The Reserve Bank of India wants to anchor inflation expectations as it focuses on reviving economic growth, governor Shaktikanta Das told a local newspaper in an interview, and urged the government to look at lowering fuel taxes to ease price pressures.
"We are acutely conscious and sensitive to the fact that a hasty reversal of monetary policy stance or monetary policy approach can have serious consequences for the economic , recovery," Governor Das told the Business Standard in an interview published on Thursday.
"But we also want to anchor inflation expectations within the tolerance band and closer to the inflation target in the medium term," he added.
Retail inflation is expected to have accelerated to a seven-month high in June on rising food and fuel prices, staying above the Reserve Bank of India's comfort zone of 2-6 per cent for a second straight month, a Reuters poll showed.
The data is due on Monday.
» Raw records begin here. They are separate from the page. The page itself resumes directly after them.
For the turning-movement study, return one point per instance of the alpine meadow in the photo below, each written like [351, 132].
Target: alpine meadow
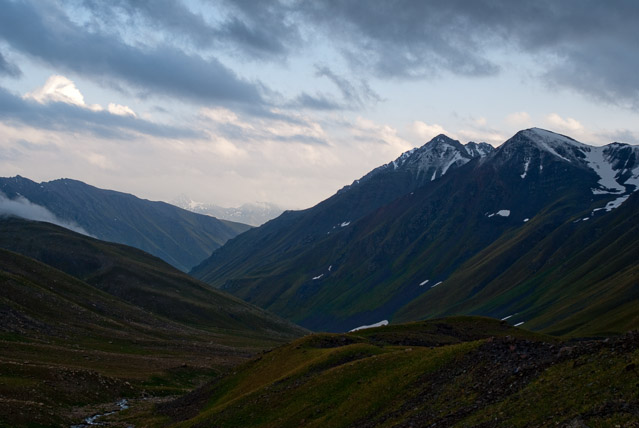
[331, 214]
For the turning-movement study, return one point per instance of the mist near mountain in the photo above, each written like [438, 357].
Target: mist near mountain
[23, 208]
[254, 214]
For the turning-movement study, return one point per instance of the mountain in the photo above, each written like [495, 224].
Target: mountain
[512, 233]
[462, 371]
[254, 214]
[91, 322]
[295, 231]
[177, 236]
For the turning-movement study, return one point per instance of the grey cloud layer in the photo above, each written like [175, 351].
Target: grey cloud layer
[8, 68]
[61, 116]
[586, 45]
[164, 69]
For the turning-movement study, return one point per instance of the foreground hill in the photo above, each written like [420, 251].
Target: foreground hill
[177, 236]
[541, 230]
[95, 322]
[465, 371]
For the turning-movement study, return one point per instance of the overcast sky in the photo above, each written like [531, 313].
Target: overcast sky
[236, 101]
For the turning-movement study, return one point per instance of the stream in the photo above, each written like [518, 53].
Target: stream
[93, 420]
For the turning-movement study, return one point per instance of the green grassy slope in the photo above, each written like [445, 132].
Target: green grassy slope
[125, 325]
[140, 279]
[492, 376]
[576, 277]
[179, 237]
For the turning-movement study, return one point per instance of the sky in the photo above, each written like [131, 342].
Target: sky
[238, 101]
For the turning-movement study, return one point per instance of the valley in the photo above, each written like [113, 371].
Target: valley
[458, 285]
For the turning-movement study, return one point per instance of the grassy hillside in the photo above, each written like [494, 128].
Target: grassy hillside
[125, 325]
[452, 372]
[139, 278]
[571, 277]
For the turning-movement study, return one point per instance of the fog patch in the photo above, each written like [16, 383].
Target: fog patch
[23, 208]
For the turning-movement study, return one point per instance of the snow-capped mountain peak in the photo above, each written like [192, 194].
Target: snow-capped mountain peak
[433, 159]
[616, 164]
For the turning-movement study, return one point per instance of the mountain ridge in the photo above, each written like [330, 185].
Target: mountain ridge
[366, 268]
[177, 236]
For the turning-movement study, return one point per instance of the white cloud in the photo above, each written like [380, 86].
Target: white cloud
[425, 131]
[120, 110]
[60, 89]
[23, 208]
[99, 160]
[520, 119]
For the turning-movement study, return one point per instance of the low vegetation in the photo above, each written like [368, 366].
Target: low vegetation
[464, 371]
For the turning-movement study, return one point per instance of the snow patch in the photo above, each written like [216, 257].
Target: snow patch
[455, 158]
[377, 324]
[525, 168]
[616, 203]
[607, 183]
[501, 213]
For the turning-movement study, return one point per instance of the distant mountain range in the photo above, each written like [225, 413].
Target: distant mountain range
[254, 214]
[177, 236]
[540, 231]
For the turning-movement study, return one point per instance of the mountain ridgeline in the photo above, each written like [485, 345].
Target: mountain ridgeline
[541, 231]
[179, 237]
[84, 321]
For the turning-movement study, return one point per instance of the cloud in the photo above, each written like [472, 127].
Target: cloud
[425, 131]
[173, 48]
[23, 208]
[65, 116]
[120, 110]
[564, 124]
[254, 30]
[46, 33]
[60, 89]
[354, 96]
[582, 45]
[278, 128]
[9, 69]
[520, 119]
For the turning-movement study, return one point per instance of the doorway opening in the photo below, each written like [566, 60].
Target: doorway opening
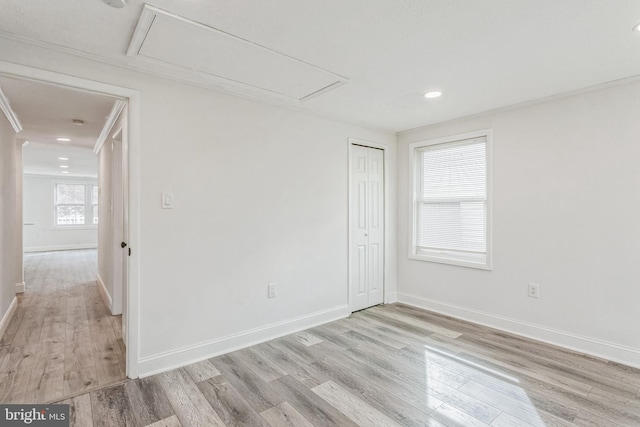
[366, 224]
[80, 213]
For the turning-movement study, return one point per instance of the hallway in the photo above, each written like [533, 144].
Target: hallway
[62, 340]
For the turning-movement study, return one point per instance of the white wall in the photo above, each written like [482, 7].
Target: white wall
[566, 203]
[11, 247]
[260, 196]
[39, 231]
[105, 230]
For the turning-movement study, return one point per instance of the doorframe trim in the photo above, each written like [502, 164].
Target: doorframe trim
[388, 284]
[10, 69]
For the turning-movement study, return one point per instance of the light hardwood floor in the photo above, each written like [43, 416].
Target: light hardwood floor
[62, 340]
[389, 365]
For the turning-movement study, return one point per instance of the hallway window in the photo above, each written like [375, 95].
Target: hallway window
[74, 203]
[451, 204]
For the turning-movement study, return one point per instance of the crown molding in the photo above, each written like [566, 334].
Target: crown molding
[5, 106]
[109, 123]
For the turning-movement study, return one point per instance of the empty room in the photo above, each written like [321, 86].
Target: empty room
[320, 213]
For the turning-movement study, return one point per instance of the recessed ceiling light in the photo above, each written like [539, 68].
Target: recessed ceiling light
[433, 94]
[114, 3]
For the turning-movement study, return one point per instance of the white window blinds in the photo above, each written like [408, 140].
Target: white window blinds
[451, 199]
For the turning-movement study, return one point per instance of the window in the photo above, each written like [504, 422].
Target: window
[451, 204]
[74, 203]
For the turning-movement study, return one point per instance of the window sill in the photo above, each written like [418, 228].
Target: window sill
[480, 262]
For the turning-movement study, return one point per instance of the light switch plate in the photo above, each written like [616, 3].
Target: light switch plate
[167, 200]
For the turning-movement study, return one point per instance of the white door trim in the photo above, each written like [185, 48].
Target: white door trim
[388, 226]
[20, 71]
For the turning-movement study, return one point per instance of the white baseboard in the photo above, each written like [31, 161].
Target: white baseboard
[607, 350]
[4, 322]
[391, 298]
[105, 294]
[184, 356]
[60, 247]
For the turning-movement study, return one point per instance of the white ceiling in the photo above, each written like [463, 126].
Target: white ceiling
[42, 159]
[482, 54]
[46, 112]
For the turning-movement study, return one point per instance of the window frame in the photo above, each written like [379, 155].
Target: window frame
[88, 207]
[449, 257]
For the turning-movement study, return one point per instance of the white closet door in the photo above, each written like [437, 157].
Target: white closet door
[366, 227]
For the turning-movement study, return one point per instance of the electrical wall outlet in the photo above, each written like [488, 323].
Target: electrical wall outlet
[534, 290]
[271, 290]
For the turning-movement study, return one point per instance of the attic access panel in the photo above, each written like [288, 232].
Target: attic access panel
[195, 47]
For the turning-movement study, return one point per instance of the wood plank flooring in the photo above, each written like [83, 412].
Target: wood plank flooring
[390, 365]
[62, 340]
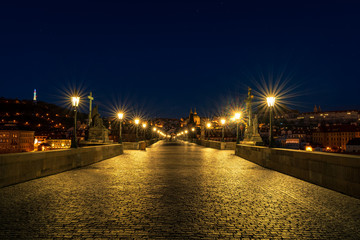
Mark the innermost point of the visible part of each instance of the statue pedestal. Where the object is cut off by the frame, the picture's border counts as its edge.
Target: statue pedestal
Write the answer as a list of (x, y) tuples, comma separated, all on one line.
[(98, 134)]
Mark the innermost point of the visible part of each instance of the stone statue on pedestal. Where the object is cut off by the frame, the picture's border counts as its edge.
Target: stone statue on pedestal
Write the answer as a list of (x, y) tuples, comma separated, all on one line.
[(97, 130), (251, 135)]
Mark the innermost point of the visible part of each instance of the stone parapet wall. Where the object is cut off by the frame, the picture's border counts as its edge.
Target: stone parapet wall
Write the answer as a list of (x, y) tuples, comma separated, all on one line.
[(20, 167), (334, 171), (216, 144)]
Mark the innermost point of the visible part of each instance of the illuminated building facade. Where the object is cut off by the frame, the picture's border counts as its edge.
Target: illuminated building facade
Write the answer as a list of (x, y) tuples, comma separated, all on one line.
[(335, 137), (12, 141)]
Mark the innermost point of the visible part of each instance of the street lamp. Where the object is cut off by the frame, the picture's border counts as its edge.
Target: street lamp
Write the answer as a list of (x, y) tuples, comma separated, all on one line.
[(137, 121), (237, 119), (208, 125), (193, 130), (120, 116), (223, 121), (271, 103), (144, 128), (75, 100), (154, 130)]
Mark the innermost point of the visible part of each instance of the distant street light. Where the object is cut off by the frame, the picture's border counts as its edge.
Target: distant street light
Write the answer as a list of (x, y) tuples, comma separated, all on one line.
[(137, 121), (237, 119), (271, 103), (120, 116), (144, 129), (154, 130), (75, 100), (208, 126), (223, 121)]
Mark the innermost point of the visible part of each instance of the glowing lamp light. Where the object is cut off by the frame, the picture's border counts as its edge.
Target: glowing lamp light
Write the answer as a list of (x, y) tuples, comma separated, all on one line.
[(75, 101), (270, 101)]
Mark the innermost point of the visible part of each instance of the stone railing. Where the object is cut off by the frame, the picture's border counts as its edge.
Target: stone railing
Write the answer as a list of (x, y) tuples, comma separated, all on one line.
[(141, 145), (216, 144), (20, 167), (334, 171)]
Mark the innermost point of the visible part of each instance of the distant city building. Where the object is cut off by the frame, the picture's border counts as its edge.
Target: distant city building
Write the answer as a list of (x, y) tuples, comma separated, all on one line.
[(353, 146), (335, 137), (316, 117), (12, 141), (58, 143)]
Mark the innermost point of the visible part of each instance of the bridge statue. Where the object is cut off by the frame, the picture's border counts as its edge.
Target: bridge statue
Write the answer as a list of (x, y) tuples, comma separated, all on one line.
[(97, 130), (251, 135)]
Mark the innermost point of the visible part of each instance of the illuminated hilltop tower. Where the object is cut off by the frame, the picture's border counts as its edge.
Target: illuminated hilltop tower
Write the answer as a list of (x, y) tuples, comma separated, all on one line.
[(34, 99)]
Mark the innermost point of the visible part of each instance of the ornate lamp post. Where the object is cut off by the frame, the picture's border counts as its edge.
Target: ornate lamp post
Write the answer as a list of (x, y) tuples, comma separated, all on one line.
[(208, 126), (120, 116), (237, 119), (271, 103), (193, 134), (75, 100), (137, 121), (154, 130), (144, 129), (223, 121)]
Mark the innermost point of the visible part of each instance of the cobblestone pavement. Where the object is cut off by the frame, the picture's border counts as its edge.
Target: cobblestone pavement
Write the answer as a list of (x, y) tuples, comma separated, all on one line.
[(175, 191)]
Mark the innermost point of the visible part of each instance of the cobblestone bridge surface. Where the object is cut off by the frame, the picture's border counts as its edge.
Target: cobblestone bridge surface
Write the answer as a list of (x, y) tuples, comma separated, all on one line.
[(176, 191)]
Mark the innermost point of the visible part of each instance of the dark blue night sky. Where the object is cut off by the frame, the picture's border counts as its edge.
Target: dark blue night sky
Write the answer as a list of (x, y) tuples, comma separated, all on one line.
[(164, 57)]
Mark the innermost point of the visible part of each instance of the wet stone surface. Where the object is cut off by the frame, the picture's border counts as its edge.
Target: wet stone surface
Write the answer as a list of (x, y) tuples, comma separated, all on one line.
[(175, 191)]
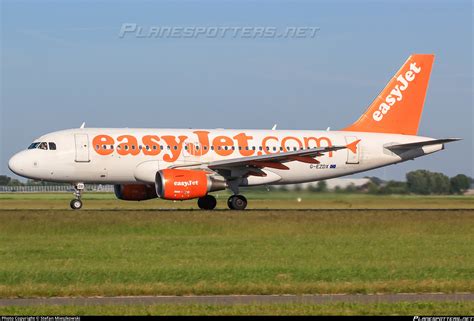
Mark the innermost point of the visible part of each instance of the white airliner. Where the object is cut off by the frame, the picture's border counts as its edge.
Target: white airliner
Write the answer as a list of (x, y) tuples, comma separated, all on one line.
[(181, 164)]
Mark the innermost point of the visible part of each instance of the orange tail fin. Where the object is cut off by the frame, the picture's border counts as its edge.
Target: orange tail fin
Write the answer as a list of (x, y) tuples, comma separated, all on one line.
[(398, 108)]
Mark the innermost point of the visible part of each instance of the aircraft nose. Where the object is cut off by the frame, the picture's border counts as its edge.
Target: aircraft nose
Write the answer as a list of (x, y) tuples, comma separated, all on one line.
[(17, 163)]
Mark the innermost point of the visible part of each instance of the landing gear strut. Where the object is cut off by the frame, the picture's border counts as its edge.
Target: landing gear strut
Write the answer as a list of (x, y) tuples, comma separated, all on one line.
[(237, 202), (207, 202), (76, 203)]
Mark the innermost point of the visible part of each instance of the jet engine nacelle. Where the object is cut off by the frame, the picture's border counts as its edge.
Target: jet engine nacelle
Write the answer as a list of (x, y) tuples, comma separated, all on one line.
[(135, 192), (183, 184)]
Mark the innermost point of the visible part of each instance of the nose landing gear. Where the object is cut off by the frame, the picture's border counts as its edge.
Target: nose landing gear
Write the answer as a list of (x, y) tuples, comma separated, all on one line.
[(76, 203)]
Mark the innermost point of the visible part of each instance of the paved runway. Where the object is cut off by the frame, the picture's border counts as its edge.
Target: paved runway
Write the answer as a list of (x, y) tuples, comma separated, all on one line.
[(243, 299)]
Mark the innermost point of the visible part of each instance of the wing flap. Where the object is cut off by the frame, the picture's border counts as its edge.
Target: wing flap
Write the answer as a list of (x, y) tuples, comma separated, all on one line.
[(422, 143)]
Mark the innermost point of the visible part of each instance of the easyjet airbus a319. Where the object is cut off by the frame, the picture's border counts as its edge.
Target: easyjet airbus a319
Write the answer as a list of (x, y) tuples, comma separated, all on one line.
[(182, 164)]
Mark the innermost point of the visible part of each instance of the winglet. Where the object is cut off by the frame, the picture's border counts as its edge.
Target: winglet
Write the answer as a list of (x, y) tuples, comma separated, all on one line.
[(353, 146)]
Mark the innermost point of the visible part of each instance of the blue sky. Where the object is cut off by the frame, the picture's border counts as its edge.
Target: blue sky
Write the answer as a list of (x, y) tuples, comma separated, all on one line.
[(63, 63)]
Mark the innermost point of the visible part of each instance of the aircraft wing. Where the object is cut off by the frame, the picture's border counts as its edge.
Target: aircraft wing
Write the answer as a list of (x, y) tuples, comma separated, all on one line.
[(276, 160), (421, 144)]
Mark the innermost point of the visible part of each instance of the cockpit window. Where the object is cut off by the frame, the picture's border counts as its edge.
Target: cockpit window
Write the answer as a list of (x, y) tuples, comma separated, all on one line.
[(33, 145), (43, 145)]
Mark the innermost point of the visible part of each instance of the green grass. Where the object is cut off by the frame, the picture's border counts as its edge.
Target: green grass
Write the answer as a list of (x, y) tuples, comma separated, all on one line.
[(403, 308), (127, 252), (257, 200)]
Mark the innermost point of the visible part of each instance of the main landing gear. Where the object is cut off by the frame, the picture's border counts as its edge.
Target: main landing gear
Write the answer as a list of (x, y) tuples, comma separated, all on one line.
[(235, 202), (207, 202), (76, 203)]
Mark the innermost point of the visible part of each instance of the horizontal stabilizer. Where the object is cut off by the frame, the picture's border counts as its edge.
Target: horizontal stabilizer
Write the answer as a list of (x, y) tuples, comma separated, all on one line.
[(423, 143)]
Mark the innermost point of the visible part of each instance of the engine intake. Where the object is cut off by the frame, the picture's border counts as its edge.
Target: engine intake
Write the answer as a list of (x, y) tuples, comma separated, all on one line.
[(135, 192), (183, 184)]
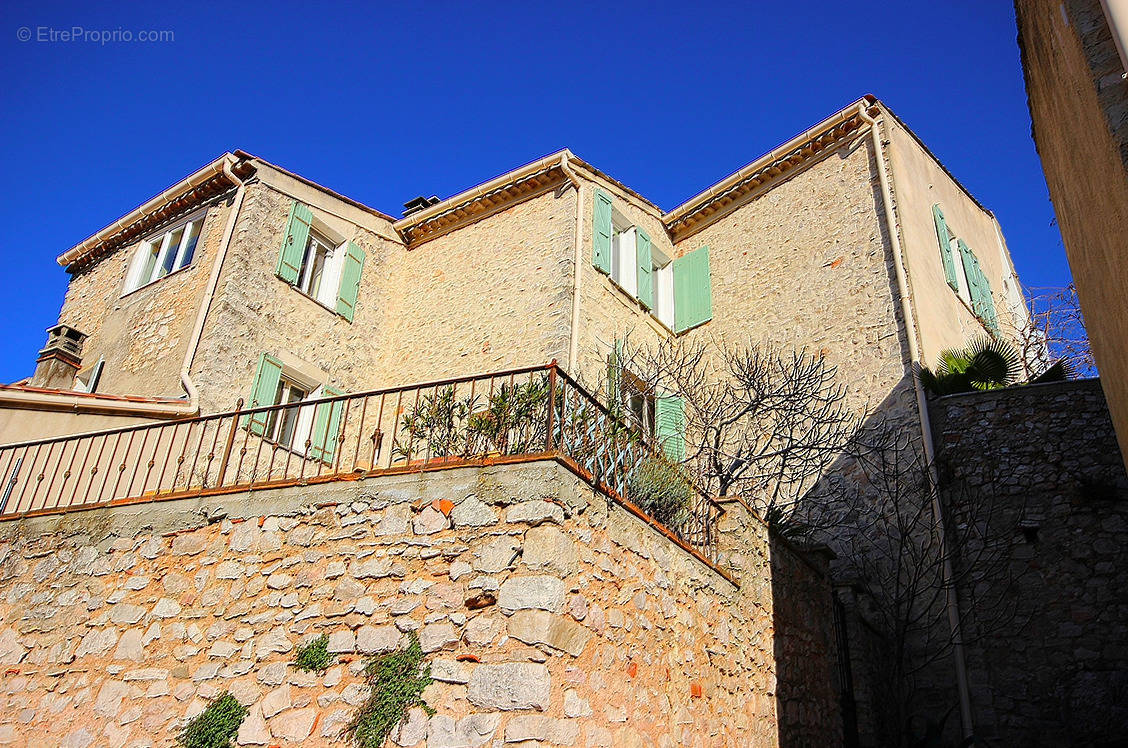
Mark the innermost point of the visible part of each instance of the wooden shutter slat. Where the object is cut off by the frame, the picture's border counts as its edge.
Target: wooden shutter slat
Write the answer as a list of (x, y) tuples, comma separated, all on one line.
[(601, 232), (350, 281), (293, 243), (670, 427), (326, 424), (645, 279), (262, 392), (944, 239)]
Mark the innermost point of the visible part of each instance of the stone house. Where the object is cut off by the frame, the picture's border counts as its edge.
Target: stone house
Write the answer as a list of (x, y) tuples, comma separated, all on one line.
[(247, 282), (245, 270)]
Mr Das said the RBI would like to keep inflation expectations anchored at around pre-pandemic levels at 4 per cent as it reduces uncertainty for investors and supports growth.
"The government has taken certain supply side measures in recent weeks but more supply side measures are necessary and we are actually looking forward to more such measures, especially on taxes from both central and state governments," Mr Das said.
Late last month, government extended federal guarantees on bank loans to small businesses and the health and tourism sectors to help them through the COVID-19 pandemic, but didn't provide any direct stimulus to boost demand or ease price pressures.
High taxes on domestic fuel combined with a surge in global crude oil prices have raised inflationary pressures. Mr Das said the US Federal Reserve's policy action will impact all economies including India.
He also cautioned about the risks of volatility in capital flows as ultra-accommodative policies of the advanced economies have kept global liquidity flush and said emerging economies must build their own safety nets.
India's forex reserves at $609 billion are adequate to fund over 15 months of imports and covers more than the country's overall external debt, Mr Das said.
"Our current level of reserves gives us confidence, but we cannot be complacent."